I have always been very happy with the sound of NAD gear, including the 7020, 3125, and 7155 I have used over the years.
It appears that to build a GC properly with toroid supply, the cost will be $100-200 US, which is in the ballpark of what a used NAD amp will cost. Can I really expect a significant improvement in sound quality with the GC? How does the 40-50 watts output compare with a typical 30W NAD with 3+ dB of headroom? My speakers are PSB 70Rs, which sound decent with the NAD, but could benefit from more power. (part of the reason I am considering an upgrade - they are now in a much larger room with high ceilings, and the NAD is pushed a bit harder to fill the room).

I know these are mostly very subjective questions, but I'd appreciate feedback from others who may have been in similar situations, or are familiar with the gear I use.

Thanks.
 
Hi,

I have had several Nad amp, most recently a second hand 3020 in superb nick bought from a car boot sale for £25 and a C350 bought new for a heavily discounted £180. Both are great amps for the money IMHO however i now have a set of BrianGT/CarlosFM powered Lm3886 Chipamps (yep not Gainclones Carlos!!).

I found straight off plugging then into the preout of my Nad that the difference was considerable. Even my girlfriend commented and that is saying something.

I have in the last few days finished a Nuuk Buffered Preamp to go with the gainclone, this makes a significant difference as well.

All in at this stage I think that my setup with blow pretty much any Nad into the dust and a lot of other more exotic stuff too i wouldnt be suprised. There is still work to do on it, but easily the best amps setup i have ever had.

fil
 
Thanks for the feedback! I will pursue this a bit further then. The integrated passive preamp + GC amp approach sounds perfect for me. Has anyone tried building an amp with a non-toroid power transformer?
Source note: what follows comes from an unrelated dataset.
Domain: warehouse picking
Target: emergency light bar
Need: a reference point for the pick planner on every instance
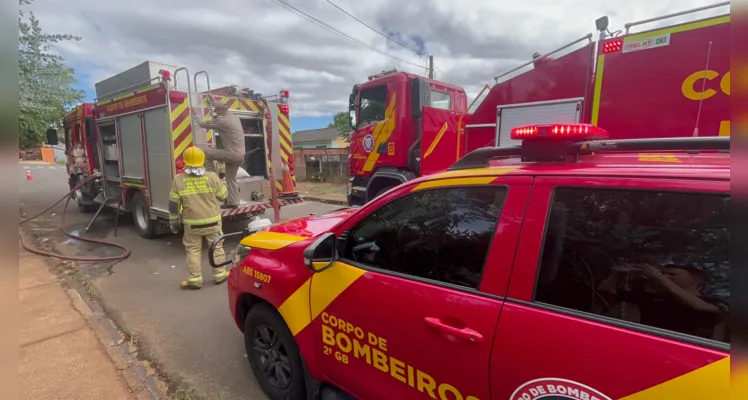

I was thinking I could try using something I have on hand before deciding on which toroid I should use. What is the minimum voltage I can use?
 
TDWesty said:
I have a Hammond 165L50 transformer, 50V output, 100VA, center tap. Would this work for testing a GC circuit? I'm assuming I can get 25V+- from it right?
Sorry if this is a dumb question... it's been many years since I've fiddled with this stuff.

Nope - from 1x50V secondaries you can not get 2x25V! You will get around 70V.

You need around 18V secondaries to get 25V DC.

Toroidal trannie is not a must, offcourse - you can use whatever type you like/have/is cheapper/.... Personnaly - I think a good EI trannie is better choice than toroidal trannie ...
 
Stabist said:


Nope - from 1x50V secondaries you can not get 2x25V! You will get around 70V.

You need around 18V secondaries to get 25V DC.

Toroidal trannie is not a must, offcourse - you can use whatever type you like/have/is cheapper/.... Personnaly - I think a good EI trannie is better choice than toroidal trannie ...


If the tranny's secondary is 25 - 0 - 25 (50v) then this would work for testing. It will give you about +-35v DC after rectification which is fine for the LM3875 LM3886 LM4780. Only 100VA, is small for more than 1 channel, but test away.
 
I've built a TDA9274 chipamp, applying many of the tips so generously suggested. The amp has been brought to setups with NAD amps (eg. C370 power amp), and the owner almost immeidiately indicated a preference, in terms of tonal balance, speed and clarity. There was no concern that on paper, the C370 had 3x or greater power.

I own(ed) a NAD 7125 receiver. Nice, but getting old, and not really comparable, IMO.

Caveat: IME, different chipamp "recipes" will produce drastically different results. Mine can probably be described as non-inverting, non-regulated, large cap snubberized. I've listened to two Sugden A21as in different setups, and my chipamp probably sounds closer to the A21a than to other commercial amps (NAD, Rotel, some class-D amps, Ampzilla, MF,..).
 
TDWesty

I ran nad 3140's 3240pe's, 3150s, a rotel rb870, heath ap 1800/aa-1600, and soundcraftsmen a-5000 and a couple of others. All into Klipsh Lascala speakers.
The Chip amp system I am running now with buffered 3875's dual E-core power supplies, and active opa627/buf634 pre, lays waste to all of them IMO.

In defence of the older nad equipment I'm sure they could have sounded much better had they been recaped with new electrolitics all the way through. (quite a job in the 3140 as there are quite a few of them)

My 2 cents
Hugh
 
tdwesty

I checked Hammond transformer site and I believe yours is 166L50 not 165L50.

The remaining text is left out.